78th day sober. Up at 4. I don't know why, but these busking sessions have really been tiring me out. I watched too much inane stuff on YouTube last night but did get 20 Ebay things listed and then went right to bed with no practice. I was that tired. When I woke up I was achy and still felt tired.
I've been thinking more about my fall-out with Bicycle Lady. I don't think I can convince her I'm not a commie after all, because I remember now that I'd crowed about how proud I am of getting my "Fauci ouchie" shots. Although I can mention that as a young Boomer I remember vaccinations every kid in town would get; we'd line up in the school auditorium and all get our jab. It was Civic Duty! And that the Army gave me plenty of vaccinations too. So vaccinations are old hat to me.
It occurs to me that there are now quite a few people who have not had the experiences I have; watching the moon rocket go up (because Mom made us watch it) and rubella shots and everyone watching the same show on TV in the early evening, typically Walter Cronkite talking about Phnom Penh or some such thing. As American life goes it was much more "collective". Everyone rode bikes in the streets and everyone went to Summer Fun and quite a number were in Scouts and so on.
But thinking more about the underclass ... I know, having been struggling and poor myself, that money seems impossible to save. And, once saved, what would one do with it? The instinct - which I've observed - is to spend it on "something to show for it". That might explain the fad for tattoos.
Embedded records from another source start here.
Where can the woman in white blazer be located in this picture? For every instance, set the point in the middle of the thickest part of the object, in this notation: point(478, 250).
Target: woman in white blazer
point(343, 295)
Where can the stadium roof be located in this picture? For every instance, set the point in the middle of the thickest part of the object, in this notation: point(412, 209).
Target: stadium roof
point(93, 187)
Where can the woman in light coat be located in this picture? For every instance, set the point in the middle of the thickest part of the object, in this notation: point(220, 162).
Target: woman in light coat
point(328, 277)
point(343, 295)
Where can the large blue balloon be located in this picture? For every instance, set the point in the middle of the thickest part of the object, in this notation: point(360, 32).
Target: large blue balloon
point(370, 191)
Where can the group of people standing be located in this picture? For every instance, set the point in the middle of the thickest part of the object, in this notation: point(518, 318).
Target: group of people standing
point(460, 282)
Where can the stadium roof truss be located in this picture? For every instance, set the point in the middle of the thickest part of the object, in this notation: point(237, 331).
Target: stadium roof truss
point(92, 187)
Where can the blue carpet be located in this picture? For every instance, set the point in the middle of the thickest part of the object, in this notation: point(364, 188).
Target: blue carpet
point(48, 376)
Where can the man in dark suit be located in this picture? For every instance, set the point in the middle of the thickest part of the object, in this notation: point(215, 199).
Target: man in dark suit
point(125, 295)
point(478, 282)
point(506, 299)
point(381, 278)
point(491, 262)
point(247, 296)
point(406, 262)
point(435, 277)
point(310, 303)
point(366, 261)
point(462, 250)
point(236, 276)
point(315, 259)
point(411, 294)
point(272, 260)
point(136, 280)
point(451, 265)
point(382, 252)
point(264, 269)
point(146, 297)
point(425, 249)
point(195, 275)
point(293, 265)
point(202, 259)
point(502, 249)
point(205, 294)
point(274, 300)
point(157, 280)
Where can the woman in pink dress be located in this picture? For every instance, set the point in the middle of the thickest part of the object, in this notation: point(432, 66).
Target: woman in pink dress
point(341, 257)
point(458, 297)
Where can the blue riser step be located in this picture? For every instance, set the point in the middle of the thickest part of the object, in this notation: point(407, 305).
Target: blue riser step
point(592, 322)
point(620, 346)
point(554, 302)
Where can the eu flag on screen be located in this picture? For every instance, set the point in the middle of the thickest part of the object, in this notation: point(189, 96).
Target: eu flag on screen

There's this fear. Money is scary. You work and work scared not to have it. You try to save but something always comes up to snatch the savings away. You get lured into little comforts like cigarettes and beers and going to see some concert even though the concert always sounds awful compared to the album. Pretty soon the emergencies that take any money you have lying around are the lack of cigarettes, beers, or a concert that's coming up.
So you perpetually have no savings; the "living paycheck to paycheck" that's talked about, and it's not even confined to the working or underclass. Ken lives that way also.
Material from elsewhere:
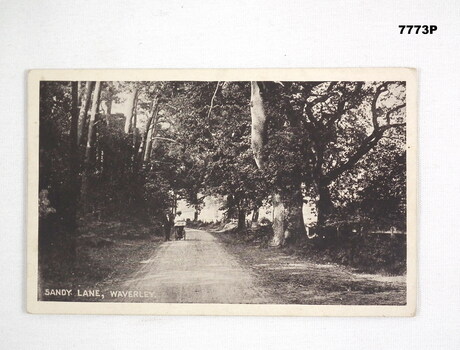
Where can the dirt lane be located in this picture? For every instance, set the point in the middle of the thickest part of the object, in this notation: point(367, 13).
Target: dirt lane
point(198, 270)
People who live this way are scared. And scared people subscribe to whatever variety of politics tells them that next crumb is coming in OK, and even better if they're told the next crumb might be a bit larger. So you have people cheering because Trump told them their coal mining jobs will come back. And likewise when he implicitly tells them non-whites are going to be removed as competition.
It takes a lot of bravery to be a Communist. To assume that you'll be OK no matter what, that you trust others. It took my few months as a panhandler to show me how many decent people there really are out there and this is experience no one gets until they're in extremis.
And even then, it seems that almost no one will, upon losing everything and having to hustle for spare change, conclude that "the sea of the people" is fine to swim in. Instead they'll pine for the times before they lost it all, and even better, pine for what the Fascists tell them to pine for, some kind of pre-1965 crime-free exploitation-free white ethno-state that never really existed.
So instead of the old-time hobo-Wobbly of the 1930s, we've got hobo-Fascists who will happily kill off, or try to, whatever minority their Fascist leader aims them at.
I headed out for a shopping trip at H Mart at about 6:30. First I got some potstickers and ate them over by Starbucks, to get my greasy food craving fixed. Then I went in and got all kinds of things, spending all but a dollar of the busking money my wallet was fat with.
I rode back and went to Tom's place - he had a huge pile of wood in front. He was there and I first asked him if he was a beaver or something. We hung out and talked for a while, and he's not been practicing his trumpet although we talked about busking and hustling crafts and all sorts of things. He's been selling wood, and making about 1/3 what I have, for far more hours of hard work. But if it's what he likes to do then it's what he should do. I told him about places I know of where furniture etc. get tossed out. Like all the school stuff left out at the Dept of Education site just up the road.